En revanche, le Nasdaq, à dominante technologique, a reculé de 0,36% et perdu 18,72 points à 5.218,40 points. L'indice élargi S&P500 a également perdu 0,25 point, soit 0,01% à 2.164,20 points.

"Je ne suis pas surpris de voir tout monde reprendre son souffle", a commenté Nicholas Colas de Convergex. Le Dow Jones, dopé par l'élection américaine, avait signé la semaine passée sa meilleure performance hebdomadaire depuis près de cinq ans, prenant 5,36%.

"Nous avons eu des mouvements importants sur les marchés et les investisseurs semblent prendre un peu de recul et creuser les fondamentaux", a ajouté Nicholas Colas.

Ils continuaient de s'orienter vers les titres des entreprises dont les profits pourraient être gonflés par les propositions de Donald Trump ou vers ceux qui ne sont plus pénalisés par la perspective d'une présidence Clinton.

"La finance, la santé et les infrastructures sont les trois secteurs que les investisseurs voient comme les plus susceptibles de bénéficier d'une présidence Trump", a détaillé Michael James de Wedbush Securities.

A l'inverse, l'indice Nasdaq a souffert de la faiblesse des grands groupes technologiques qui avaient eu jusque là les faveurs des investisseurs.

"Il faut bien que l'argent vienne de quelque part (...) et il semble qu'il vienne des valeurs technologiques", a expliqué Nicholas Colas.

Plus largement, les investisseurs ont délaissé en masse les obligations d'Etat au profit des marchés d'actions. Ce phénomène se poursuivait dans une moindre mesure lundi puisque le marché obligataire restait en baisse, après avoir été fermé vendredi.

Vers 21H20 GMT (22H20 en Belgique), le rendement des bons du Trésor à 10 ans montait à 2,238% contre 2,136% jeudi soir, et celui des bons à 30 ans à 2,989% contre 2,950% précédemment.
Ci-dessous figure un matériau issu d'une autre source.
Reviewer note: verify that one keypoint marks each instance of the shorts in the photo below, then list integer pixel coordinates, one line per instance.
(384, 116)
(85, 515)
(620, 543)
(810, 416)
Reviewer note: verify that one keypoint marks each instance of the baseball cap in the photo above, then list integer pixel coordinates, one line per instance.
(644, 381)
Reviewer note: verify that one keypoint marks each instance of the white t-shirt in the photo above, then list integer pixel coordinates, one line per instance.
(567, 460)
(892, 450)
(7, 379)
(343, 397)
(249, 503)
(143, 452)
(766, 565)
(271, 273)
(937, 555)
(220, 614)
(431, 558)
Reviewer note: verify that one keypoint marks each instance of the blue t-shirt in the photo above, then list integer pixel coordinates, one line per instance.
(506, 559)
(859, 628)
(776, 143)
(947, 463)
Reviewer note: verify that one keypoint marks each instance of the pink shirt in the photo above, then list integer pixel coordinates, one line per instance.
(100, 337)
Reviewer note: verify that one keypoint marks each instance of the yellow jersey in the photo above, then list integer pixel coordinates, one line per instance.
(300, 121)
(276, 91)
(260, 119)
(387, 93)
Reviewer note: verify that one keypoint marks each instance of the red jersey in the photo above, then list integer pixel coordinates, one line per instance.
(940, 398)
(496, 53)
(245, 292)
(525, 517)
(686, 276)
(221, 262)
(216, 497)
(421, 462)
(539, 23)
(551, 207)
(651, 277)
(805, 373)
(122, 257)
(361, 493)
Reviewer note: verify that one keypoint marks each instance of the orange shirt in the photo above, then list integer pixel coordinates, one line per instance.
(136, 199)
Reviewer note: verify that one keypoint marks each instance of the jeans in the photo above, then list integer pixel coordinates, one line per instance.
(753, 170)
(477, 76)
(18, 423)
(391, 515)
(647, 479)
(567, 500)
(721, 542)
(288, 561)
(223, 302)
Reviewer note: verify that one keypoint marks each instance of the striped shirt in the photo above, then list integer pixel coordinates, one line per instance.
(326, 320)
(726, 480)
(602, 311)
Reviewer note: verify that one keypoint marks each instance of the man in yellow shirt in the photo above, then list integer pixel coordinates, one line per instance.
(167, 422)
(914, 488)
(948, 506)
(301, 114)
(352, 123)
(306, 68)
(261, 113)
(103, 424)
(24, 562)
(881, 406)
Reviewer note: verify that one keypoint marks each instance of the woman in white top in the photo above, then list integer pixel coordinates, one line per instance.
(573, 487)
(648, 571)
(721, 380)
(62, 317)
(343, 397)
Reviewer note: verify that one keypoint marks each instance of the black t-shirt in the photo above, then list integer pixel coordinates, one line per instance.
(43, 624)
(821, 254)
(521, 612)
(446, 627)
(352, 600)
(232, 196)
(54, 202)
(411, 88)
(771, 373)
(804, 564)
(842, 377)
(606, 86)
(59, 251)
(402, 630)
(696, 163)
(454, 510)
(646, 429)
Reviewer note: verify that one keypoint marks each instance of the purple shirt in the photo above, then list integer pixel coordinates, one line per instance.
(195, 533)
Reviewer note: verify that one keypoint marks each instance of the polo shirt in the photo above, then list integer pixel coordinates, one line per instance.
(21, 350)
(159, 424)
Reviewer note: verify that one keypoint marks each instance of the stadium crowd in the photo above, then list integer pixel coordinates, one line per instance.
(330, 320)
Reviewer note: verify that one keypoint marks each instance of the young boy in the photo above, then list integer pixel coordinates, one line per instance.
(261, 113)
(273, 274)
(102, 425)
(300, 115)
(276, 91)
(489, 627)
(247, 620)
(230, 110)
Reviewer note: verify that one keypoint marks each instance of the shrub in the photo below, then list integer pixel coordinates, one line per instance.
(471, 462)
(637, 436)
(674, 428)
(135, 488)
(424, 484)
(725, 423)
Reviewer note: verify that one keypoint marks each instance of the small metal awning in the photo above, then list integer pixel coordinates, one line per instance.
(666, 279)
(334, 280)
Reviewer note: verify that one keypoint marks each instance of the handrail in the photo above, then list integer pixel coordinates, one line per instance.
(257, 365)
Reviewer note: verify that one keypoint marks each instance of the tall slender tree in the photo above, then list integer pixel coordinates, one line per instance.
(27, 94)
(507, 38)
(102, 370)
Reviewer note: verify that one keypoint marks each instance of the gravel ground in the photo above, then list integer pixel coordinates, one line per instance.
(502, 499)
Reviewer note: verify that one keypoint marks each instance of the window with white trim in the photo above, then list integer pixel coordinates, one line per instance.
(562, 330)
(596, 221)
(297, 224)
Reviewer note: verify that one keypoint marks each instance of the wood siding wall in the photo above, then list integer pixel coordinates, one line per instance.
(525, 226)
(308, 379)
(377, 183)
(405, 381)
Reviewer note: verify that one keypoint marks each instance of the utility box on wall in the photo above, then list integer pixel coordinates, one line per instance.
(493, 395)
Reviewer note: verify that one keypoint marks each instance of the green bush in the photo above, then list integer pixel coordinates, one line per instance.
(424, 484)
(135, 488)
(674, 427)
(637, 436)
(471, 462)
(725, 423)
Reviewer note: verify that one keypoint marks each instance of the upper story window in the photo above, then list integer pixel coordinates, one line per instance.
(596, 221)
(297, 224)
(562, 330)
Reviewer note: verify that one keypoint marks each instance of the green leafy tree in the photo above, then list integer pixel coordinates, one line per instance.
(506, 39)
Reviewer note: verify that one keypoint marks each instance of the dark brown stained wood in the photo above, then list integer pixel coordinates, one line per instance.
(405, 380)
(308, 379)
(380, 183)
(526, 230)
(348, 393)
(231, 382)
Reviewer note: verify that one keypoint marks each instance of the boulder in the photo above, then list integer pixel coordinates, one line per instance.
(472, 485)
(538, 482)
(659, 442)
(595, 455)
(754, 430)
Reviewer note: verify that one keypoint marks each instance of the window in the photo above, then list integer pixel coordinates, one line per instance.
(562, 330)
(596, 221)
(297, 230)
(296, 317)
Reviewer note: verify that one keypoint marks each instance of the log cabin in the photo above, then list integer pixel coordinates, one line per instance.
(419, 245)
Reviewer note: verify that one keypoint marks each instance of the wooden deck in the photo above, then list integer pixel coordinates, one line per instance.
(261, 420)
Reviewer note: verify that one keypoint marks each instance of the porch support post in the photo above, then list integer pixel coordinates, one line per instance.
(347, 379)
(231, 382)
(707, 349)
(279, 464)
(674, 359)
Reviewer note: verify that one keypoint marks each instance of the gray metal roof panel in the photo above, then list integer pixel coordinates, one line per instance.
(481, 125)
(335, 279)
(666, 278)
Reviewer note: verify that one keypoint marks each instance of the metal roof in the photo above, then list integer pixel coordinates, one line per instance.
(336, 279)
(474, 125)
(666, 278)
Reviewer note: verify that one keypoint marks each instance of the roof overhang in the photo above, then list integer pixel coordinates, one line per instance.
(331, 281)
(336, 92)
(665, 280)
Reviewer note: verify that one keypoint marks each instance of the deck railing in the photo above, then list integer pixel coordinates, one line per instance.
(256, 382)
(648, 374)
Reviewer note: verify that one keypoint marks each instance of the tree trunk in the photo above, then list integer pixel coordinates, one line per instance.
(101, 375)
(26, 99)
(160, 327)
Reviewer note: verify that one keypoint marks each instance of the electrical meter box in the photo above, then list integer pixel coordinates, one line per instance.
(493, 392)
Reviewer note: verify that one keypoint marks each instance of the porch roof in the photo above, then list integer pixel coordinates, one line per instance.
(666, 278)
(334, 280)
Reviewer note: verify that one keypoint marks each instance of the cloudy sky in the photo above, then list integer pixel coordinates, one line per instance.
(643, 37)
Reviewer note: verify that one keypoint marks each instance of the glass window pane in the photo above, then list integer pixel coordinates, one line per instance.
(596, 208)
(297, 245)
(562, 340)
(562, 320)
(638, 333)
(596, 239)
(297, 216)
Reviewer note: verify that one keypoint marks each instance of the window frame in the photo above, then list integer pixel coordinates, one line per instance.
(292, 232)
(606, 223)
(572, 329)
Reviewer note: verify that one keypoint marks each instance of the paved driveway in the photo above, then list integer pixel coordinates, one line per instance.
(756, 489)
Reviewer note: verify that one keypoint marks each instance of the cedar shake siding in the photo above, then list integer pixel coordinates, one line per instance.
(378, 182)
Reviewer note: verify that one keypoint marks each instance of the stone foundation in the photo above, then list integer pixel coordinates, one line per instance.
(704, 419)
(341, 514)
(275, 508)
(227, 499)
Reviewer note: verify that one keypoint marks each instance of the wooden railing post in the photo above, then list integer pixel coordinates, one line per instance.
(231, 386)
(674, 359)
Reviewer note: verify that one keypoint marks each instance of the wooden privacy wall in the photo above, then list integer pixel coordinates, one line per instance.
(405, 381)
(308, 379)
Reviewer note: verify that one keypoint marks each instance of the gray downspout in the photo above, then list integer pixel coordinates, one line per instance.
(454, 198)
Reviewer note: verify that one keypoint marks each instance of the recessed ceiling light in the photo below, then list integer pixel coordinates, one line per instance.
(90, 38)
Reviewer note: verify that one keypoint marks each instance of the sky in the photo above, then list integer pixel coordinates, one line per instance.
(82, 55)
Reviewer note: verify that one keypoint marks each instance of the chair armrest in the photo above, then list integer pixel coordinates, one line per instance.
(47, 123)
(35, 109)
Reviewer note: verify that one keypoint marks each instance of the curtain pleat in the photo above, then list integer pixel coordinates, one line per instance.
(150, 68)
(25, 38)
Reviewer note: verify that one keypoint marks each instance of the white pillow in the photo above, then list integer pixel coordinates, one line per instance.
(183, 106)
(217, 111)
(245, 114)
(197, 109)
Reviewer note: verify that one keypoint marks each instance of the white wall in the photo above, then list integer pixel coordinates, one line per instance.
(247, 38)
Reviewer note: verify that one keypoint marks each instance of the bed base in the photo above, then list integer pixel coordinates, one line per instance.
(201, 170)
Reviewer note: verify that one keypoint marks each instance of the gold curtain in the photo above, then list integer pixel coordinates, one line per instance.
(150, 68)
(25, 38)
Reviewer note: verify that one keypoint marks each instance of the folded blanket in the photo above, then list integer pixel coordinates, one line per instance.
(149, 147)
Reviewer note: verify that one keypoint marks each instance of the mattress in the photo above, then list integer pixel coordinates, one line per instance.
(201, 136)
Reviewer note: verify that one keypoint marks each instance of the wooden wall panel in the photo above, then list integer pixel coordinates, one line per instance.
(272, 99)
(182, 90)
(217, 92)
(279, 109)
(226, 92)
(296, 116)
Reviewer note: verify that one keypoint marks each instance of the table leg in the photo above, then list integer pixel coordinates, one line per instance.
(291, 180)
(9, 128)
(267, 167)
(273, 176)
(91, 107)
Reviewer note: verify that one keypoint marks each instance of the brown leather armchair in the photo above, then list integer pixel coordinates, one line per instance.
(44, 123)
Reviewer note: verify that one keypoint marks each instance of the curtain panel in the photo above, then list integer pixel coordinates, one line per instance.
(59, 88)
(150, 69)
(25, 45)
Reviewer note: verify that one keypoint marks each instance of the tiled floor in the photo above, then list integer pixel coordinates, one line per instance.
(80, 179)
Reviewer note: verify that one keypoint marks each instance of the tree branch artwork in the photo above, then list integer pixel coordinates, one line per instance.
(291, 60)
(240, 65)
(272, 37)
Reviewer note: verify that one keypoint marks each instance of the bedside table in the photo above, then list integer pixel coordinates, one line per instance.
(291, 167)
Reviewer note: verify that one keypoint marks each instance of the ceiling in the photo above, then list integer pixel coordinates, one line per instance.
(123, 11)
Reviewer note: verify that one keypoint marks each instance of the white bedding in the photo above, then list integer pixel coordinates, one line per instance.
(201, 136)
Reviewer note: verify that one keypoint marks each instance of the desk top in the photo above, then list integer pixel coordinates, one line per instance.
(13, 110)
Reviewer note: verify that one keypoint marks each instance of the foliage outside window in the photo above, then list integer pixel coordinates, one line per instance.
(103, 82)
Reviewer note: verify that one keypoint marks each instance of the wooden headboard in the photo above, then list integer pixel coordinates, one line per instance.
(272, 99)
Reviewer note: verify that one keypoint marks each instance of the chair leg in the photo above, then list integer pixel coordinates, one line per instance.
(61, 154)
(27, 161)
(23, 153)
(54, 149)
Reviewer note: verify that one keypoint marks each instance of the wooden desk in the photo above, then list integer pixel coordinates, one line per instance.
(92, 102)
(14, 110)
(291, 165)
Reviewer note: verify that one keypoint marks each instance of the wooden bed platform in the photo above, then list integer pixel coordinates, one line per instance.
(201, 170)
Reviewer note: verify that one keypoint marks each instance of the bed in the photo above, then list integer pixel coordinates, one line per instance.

Concernant la politique monétaire, plusieurs hauts responsables de la Banque centrale américaine (Fed) devaient s'exprimer cette semaine avec comme point d'orgue la première intervention depuis l'élection de la présidente de la Fed, Janet Yellen, devant le Congrès jeudi.

Les cours pétroliers ont légèrement baissé lundi à l'issue d'une séance agitée pendant laquelle ils sont tombés au plus bas depuis août face à la force du dollar et aux incertitudes sur l'Organisation des pays exportateurs de pétrole (Opep).

Le prix du baril de "light sweet crude" (WTI), référence américaine du brut, a cédé neuf cents à 43,32 dollars sur le contrat pour livraison en décembre sur le New York Mercantile Exchange (Nymex).

A Londres, le cours du baril de Brent de la mer du Nord, a reculé de 32 cents à 44,43 dollars sur le contrat pour livraison en janvier sur l'International Exchange (ICE).